# Task 1

---

## Web scraping and analysis

This Jupyter notebook includes some code to get you started with web scraping. We will use a package called `BeautifulSoup` to collect the data from the web. Once you've collected your data and saved it into a local `.csv` file you should start with your analysis.

### Scraping data from Skytrax

If you visit [https://www.airlinequality.com] you can see that there is a lot of data there. For this task, we are only interested in reviews related to British Airways and the Airline itself.

If you navigate to this link: [https://www.airlinequality.com/airline-reviews/british-airways] you will see this data.
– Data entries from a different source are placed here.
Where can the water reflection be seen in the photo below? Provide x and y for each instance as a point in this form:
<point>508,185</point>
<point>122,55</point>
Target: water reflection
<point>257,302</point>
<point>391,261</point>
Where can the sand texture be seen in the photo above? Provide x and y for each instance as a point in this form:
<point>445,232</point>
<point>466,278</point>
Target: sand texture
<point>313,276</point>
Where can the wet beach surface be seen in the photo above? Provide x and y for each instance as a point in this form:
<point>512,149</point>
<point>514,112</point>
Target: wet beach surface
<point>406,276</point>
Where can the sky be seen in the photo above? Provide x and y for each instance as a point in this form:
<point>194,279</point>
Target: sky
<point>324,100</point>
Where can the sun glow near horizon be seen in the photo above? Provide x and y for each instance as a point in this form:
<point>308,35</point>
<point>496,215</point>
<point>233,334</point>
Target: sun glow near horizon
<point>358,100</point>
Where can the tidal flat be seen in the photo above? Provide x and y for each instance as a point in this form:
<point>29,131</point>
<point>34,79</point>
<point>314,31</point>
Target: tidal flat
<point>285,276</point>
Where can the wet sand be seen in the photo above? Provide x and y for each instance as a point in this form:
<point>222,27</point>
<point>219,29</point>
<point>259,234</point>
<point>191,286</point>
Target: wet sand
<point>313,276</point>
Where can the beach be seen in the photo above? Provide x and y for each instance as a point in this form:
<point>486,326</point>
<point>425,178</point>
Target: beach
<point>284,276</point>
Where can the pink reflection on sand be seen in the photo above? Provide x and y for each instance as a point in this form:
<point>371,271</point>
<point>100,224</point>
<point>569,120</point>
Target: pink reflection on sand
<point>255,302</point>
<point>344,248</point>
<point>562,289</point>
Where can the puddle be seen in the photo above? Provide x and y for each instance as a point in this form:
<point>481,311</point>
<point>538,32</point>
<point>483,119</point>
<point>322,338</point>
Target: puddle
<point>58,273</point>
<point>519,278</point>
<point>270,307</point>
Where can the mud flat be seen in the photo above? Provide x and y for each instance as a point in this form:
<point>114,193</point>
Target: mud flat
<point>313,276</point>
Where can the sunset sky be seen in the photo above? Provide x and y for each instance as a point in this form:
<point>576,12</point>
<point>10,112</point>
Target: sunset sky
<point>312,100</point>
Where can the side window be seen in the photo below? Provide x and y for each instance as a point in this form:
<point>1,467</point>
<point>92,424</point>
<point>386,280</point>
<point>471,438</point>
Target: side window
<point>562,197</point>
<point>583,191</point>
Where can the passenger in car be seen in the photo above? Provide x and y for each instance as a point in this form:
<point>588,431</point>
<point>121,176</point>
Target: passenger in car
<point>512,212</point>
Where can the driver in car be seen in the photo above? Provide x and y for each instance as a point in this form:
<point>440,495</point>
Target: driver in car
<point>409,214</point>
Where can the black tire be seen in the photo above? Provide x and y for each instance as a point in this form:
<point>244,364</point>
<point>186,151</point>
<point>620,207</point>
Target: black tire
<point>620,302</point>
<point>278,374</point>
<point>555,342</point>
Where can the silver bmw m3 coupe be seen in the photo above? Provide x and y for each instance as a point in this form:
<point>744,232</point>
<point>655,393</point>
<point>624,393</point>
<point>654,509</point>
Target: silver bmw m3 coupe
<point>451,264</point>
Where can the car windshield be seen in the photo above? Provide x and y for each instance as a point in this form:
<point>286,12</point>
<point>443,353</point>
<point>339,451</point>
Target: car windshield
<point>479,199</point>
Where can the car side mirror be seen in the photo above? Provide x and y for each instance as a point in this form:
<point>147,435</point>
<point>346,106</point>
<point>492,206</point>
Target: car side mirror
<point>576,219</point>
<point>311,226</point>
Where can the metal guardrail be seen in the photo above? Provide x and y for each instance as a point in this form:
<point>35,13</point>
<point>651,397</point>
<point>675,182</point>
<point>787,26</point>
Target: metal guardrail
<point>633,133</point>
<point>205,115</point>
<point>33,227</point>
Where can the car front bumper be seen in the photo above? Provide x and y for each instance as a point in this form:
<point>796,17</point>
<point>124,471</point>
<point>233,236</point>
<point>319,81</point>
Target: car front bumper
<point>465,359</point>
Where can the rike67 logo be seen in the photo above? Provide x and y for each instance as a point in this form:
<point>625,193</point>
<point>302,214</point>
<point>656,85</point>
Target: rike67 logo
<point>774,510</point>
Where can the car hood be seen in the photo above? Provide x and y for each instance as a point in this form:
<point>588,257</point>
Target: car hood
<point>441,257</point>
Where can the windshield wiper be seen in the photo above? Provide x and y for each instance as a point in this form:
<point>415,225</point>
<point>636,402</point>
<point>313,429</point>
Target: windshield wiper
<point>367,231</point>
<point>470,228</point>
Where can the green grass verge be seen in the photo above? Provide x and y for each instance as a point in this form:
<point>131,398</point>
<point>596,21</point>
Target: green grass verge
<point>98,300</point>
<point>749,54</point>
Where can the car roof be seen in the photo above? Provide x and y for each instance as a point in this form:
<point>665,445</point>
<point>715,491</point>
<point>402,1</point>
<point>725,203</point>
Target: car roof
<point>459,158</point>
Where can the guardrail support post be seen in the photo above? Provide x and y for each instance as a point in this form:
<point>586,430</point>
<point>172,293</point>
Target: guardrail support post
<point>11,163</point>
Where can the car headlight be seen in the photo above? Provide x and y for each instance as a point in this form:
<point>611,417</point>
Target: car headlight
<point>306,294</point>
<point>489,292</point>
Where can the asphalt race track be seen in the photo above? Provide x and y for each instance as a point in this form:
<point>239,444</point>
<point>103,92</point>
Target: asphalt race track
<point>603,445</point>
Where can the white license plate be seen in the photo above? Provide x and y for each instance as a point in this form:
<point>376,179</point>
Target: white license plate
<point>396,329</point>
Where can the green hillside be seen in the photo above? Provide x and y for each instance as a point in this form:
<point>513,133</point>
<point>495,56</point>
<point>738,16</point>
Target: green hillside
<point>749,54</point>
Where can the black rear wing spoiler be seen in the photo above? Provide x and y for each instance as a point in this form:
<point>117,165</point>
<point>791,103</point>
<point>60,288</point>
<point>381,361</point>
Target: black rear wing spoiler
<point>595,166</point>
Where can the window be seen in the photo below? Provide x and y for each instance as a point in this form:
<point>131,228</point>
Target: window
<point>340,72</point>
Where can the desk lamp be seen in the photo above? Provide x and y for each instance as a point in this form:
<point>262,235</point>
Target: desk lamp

Now, we can use `Python` and `BeautifulSoup` to collect all the links to the reviews and then to collect the text data on each of the individual review links.

In [1]:
import requests
from bs4 import BeautifulSoup
import pandas as pd

In [2]:
base_url = "https://www.airlinequality.com/airline-reviews/british-airways"
pages = 10
page_size = 100

ratings = []
info = {}

# for i in range(1, pages + 1):
for i in range(1, pages + 1):

    print(f"Scraping page {i}")

    # Create URL to collect links from paginated data
    url = f"{base_url}/page/{i}/?sortby=post_date%3ADesc&pagesize={page_size}"

    # Collect HTML data from this page
    response = requests.get(url)
    soup = BeautifulSoup(response.text, "html.parser")
    
    article = soup.find_all("span", {"itemprop": "ratingValue"})
    
    for j in article:
        ratings.append(j.text)
        
    type_travell = soup.find_all("table", {"class": "review-ratings"})
    
    for k in range(len(type_travell)):
        info[f'{i},{k}']=[]
        inf = type_travell[k].find_all('tr')
        for l in inf:
            info[f'{i},{k}'].append(l.text)
            

Scraping page 1
Scraping page 2
Scraping page 3
Scraping page 4
Scraping page 5
Scraping page 6
Scraping page 7
Scraping page 8
Scraping page 9
Scraping page 10


In [3]:
filter_ratings = [element for element in ratings if '\t' not in element]

In [4]:
filter_info = {}
keys_required = ['Type Of Traveller', 'Seat Type', 'Recommended']

for key, values in info.items():
    # filter the elements that contain the required keys
    filtered = [value for value in values if any(req in value for req in keys_required)]
    # verify that all requirements are present
    if len(filtered) == len(keys_required):
        filter_info[key] = filtered

In [5]:
# Crear una lista para almacenar la información procesada
processed_data = []

# Procesar cada lista en el diccionario para extraer los datos
for key, values in filter_info.items():
    entry = {}
    for value in values:
        if 'Type Of Traveller' in value:
            entry['Type Of Traveller'] = value.split('Type Of Traveller')[1].strip()
        elif 'Seat Type' in value:
            entry['Seat Type'] = value.split('Seat Type')[1].strip()
        elif 'Recommended' in value:
            entry['Recommended'] = value.split('Recommended')[1].strip()
    processed_data.append(entry)

# Crear un DataFrame con los datos procesados
df_1 = pd.DataFrame(processed_data)

In [6]:
df_2 = pd.DataFrame(filter_ratings, columns=['Rating_Over_10'])

In [9]:
df = pd.concat([df_1, df_2], axis=1)
df.dropna(inplace=True)

In [10]:
df.to_csv('Data_Clean_BA.csv', index=False)